Kilka dni temu zmarł Jan Bijak. Wieloletni szef „Polityki”. Wczoraj (czyli w czwartek) odbył się pogrzeb Janka. Nie była to uroczystość dramatyczna czy pełna łez. Myślę, że wszystko odbyło się zgodnie z charakterem a może wręcz i życzeniem Janka czyli w atmosferze serdeczności a nawet wesołości. Pełne tych uczuć były wszystkie wspomnienia o Nim jako o człowieku i szefie.

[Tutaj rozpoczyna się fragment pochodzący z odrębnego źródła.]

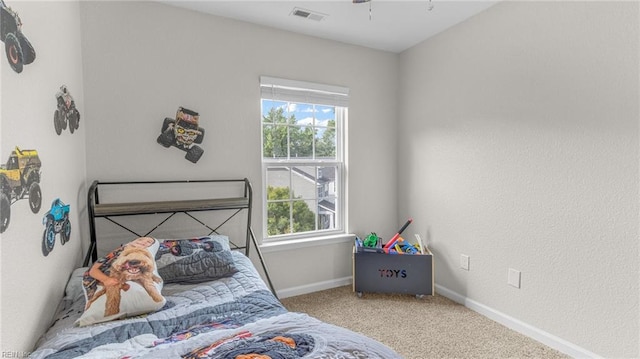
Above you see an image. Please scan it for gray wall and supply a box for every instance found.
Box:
[81,2,398,294]
[398,2,640,357]
[0,1,88,355]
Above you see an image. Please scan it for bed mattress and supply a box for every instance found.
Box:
[30,252,400,359]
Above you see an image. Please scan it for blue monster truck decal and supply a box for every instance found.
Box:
[42,198,71,257]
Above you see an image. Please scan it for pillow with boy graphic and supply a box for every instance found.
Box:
[76,237,166,326]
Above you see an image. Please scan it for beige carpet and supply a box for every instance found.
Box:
[281,286,568,359]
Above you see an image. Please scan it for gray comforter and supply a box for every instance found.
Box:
[30,252,400,359]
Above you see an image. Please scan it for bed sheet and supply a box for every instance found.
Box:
[30,252,400,359]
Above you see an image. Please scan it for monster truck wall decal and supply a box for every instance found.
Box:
[157,107,204,163]
[53,85,80,136]
[0,0,36,73]
[0,146,42,233]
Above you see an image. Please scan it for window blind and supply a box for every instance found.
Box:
[260,76,349,107]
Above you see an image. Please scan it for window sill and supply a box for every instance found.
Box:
[260,233,356,253]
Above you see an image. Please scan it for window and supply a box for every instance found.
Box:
[260,76,348,240]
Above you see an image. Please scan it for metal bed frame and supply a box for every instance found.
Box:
[84,178,277,297]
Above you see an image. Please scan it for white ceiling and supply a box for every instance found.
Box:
[159,0,500,53]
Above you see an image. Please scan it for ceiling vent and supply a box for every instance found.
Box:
[290,7,327,21]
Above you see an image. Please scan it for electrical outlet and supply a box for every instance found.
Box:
[460,254,469,270]
[507,268,520,288]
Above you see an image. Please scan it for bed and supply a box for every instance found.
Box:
[30,180,400,359]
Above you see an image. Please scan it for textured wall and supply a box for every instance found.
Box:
[399,1,640,357]
[0,1,90,357]
[81,1,398,296]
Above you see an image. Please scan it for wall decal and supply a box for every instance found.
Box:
[158,107,204,163]
[0,0,36,73]
[42,198,71,257]
[53,85,80,136]
[0,146,42,233]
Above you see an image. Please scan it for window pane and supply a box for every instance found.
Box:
[293,200,316,233]
[291,166,316,199]
[267,201,291,236]
[289,126,313,159]
[262,125,289,158]
[261,81,346,242]
[315,127,336,159]
[267,166,291,200]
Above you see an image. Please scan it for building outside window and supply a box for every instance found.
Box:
[260,76,349,241]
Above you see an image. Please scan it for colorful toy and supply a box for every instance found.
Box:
[157,107,204,163]
[364,232,380,248]
[383,218,413,253]
[53,85,80,135]
[42,198,71,257]
[0,146,42,233]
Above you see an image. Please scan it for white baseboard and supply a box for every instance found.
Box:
[278,276,352,298]
[436,284,602,359]
[278,282,603,359]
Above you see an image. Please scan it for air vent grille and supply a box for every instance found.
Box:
[290,7,327,21]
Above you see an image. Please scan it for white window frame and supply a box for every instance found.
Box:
[260,76,349,243]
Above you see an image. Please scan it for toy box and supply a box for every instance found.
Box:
[353,246,435,298]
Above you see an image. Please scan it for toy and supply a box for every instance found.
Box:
[157,107,204,163]
[364,232,380,248]
[0,0,36,73]
[383,218,413,253]
[53,85,80,135]
[42,198,71,257]
[0,146,42,233]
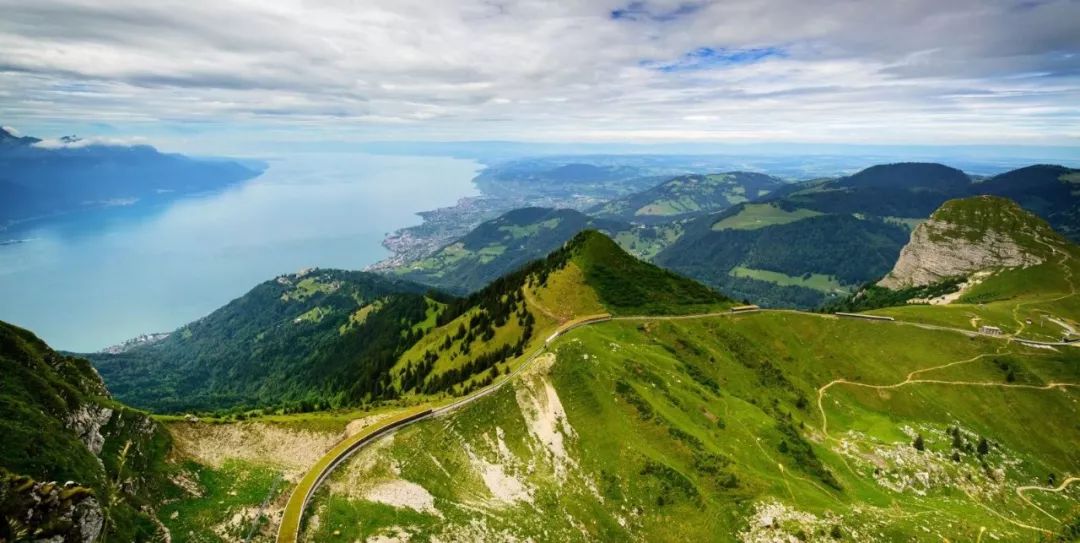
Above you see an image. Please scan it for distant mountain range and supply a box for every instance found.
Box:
[85,231,726,411]
[382,163,1080,308]
[654,163,1080,308]
[586,172,785,222]
[0,191,1080,542]
[0,128,261,228]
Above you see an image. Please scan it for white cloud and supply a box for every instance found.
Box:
[33,136,147,149]
[0,0,1080,145]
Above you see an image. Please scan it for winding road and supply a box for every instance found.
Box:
[278,304,1080,543]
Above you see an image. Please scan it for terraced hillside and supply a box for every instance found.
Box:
[295,306,1080,541]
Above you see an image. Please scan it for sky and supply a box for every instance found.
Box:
[0,0,1080,153]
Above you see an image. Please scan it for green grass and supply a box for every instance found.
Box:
[713,204,821,230]
[868,254,1080,341]
[295,313,1080,541]
[729,266,849,293]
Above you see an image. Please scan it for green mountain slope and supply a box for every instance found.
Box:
[832,196,1080,341]
[87,231,726,412]
[656,163,1080,308]
[589,172,784,222]
[384,230,730,395]
[87,270,451,411]
[307,304,1080,542]
[975,164,1080,242]
[653,204,908,308]
[394,207,631,295]
[0,323,173,541]
[285,215,1080,542]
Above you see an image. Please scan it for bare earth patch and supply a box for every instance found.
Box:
[170,422,341,480]
[514,354,576,479]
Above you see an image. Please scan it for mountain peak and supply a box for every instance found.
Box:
[0,126,41,145]
[878,195,1066,289]
[544,230,730,314]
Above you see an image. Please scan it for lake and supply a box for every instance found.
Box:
[0,153,481,352]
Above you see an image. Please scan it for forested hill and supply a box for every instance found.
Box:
[87,231,727,412]
[86,270,451,411]
[0,322,172,541]
[654,163,1080,308]
[394,207,631,295]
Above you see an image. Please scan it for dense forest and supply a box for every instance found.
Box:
[87,270,454,411]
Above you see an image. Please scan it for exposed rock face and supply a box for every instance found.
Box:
[66,404,112,457]
[878,220,1042,289]
[878,196,1056,289]
[0,474,105,543]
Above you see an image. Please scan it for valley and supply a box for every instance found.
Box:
[6,167,1080,542]
[6,0,1080,543]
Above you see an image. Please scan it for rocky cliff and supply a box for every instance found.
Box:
[878,195,1059,289]
[0,322,171,543]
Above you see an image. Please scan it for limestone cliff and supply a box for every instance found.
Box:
[878,195,1059,289]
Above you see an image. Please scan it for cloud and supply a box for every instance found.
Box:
[33,136,147,149]
[0,0,1080,145]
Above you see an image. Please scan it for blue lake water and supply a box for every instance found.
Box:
[0,153,481,352]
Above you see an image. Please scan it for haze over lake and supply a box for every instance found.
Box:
[0,153,481,351]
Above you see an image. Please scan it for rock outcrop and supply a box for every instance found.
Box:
[878,196,1056,289]
[0,472,105,543]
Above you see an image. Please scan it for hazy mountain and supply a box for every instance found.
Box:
[0,128,260,227]
[588,172,784,222]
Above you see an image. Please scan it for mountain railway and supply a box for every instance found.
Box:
[276,306,1080,543]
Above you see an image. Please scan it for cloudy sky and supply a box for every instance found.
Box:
[0,0,1080,149]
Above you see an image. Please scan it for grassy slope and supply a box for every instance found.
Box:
[591,172,783,220]
[713,204,821,230]
[0,322,171,541]
[310,313,1080,541]
[87,270,433,412]
[392,231,729,394]
[872,196,1080,341]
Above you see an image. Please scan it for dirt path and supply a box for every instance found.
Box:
[818,343,1080,537]
[1016,477,1080,522]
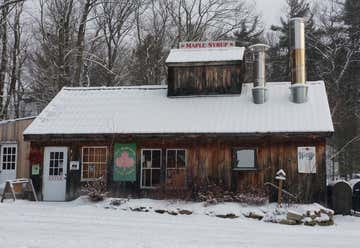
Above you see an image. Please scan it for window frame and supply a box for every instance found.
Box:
[140,148,163,189]
[80,146,109,182]
[0,143,18,171]
[165,148,188,189]
[232,146,259,171]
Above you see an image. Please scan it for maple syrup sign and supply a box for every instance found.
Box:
[113,144,136,182]
[179,40,235,49]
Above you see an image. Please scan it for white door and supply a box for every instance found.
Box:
[0,144,17,188]
[43,147,67,201]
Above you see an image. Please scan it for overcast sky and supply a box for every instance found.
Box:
[253,0,285,27]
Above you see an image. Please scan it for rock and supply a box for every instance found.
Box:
[304,217,316,226]
[244,211,265,220]
[315,214,334,226]
[216,213,239,219]
[155,209,166,214]
[286,210,303,222]
[179,209,192,215]
[167,211,178,215]
[110,199,127,206]
[279,219,301,225]
[130,207,149,212]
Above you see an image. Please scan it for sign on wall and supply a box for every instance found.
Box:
[179,40,235,49]
[113,144,136,182]
[31,164,40,176]
[298,146,316,173]
[70,161,80,170]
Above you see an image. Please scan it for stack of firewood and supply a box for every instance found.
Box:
[82,177,108,202]
[195,184,268,205]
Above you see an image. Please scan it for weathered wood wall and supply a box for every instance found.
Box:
[32,135,326,202]
[0,118,34,178]
[168,61,245,96]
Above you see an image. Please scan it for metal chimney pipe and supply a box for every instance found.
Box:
[289,17,308,103]
[249,44,270,104]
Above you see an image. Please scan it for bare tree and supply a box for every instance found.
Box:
[91,0,138,85]
[74,0,98,85]
[165,0,258,45]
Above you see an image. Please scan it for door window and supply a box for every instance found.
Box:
[141,149,161,188]
[1,145,16,170]
[49,152,64,176]
[166,149,187,188]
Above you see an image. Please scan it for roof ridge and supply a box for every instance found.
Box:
[63,85,167,90]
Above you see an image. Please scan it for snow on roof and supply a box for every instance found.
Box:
[24,82,334,134]
[0,116,36,125]
[165,47,245,63]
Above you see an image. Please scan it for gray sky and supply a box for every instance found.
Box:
[253,0,285,27]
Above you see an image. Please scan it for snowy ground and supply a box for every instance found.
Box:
[0,199,360,248]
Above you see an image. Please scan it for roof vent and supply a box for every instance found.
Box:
[289,17,308,103]
[249,44,269,104]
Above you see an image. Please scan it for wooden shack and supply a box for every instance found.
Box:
[0,117,35,185]
[166,41,245,96]
[24,41,333,202]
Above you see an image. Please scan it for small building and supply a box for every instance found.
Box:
[24,78,333,200]
[0,117,35,188]
[24,22,334,202]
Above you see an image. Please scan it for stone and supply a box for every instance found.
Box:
[179,209,192,215]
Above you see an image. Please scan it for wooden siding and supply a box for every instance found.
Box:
[32,135,326,202]
[0,118,34,178]
[168,62,245,96]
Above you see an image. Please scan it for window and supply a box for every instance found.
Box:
[49,152,64,176]
[234,148,256,170]
[141,149,161,188]
[1,144,16,170]
[166,149,187,188]
[81,146,107,181]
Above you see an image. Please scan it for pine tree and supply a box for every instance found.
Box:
[269,0,319,81]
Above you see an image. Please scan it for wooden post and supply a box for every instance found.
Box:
[278,180,283,208]
[275,169,286,208]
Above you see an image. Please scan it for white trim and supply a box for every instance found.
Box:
[42,146,69,201]
[80,146,108,182]
[0,142,18,172]
[140,148,162,189]
[165,148,188,189]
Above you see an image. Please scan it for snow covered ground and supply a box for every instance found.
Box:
[0,198,360,248]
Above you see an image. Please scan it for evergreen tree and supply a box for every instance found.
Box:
[269,0,319,81]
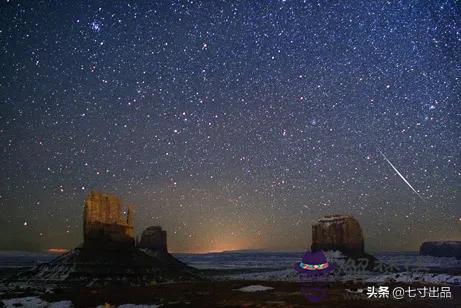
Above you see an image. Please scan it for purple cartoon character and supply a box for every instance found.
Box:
[294,251,335,303]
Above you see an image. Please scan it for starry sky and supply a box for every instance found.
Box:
[0,0,461,252]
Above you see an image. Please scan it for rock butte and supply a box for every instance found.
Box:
[311,215,364,254]
[6,192,199,287]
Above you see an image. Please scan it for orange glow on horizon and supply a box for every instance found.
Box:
[47,248,69,254]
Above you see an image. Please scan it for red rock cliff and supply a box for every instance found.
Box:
[83,191,134,246]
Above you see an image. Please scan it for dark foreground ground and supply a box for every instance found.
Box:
[0,281,461,308]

Dlaczego o tym piszę na kulinarnym bądź co bądź blogu? Z kilku powodów  a pierwszy to ten, że moje dziennikarstwo kulinarne a także i książki, powstały niejako na polecenie Szefa. To Janek niemal trzydzieści lat temu uznał, że każdy renomowany tygodnik  winien mieć rubrykę kulinarną i ranking restauracji. I zagnał do tej roboty mnie oraz profesora Andrzeja Garlickiego. Potem dołączył do naszej recenzenckiej grupki jeszcze dwóch wybitnych kolegów – Michała Radgowskiego oraz Krzysia Mroziewicza.
Na szczęście ta tematyka szybko stała się moją pasją. Nic bowiem ciekawszego nad zgłębianie historii produktów, dań i sposobów odżywiania poszczególnych nacji.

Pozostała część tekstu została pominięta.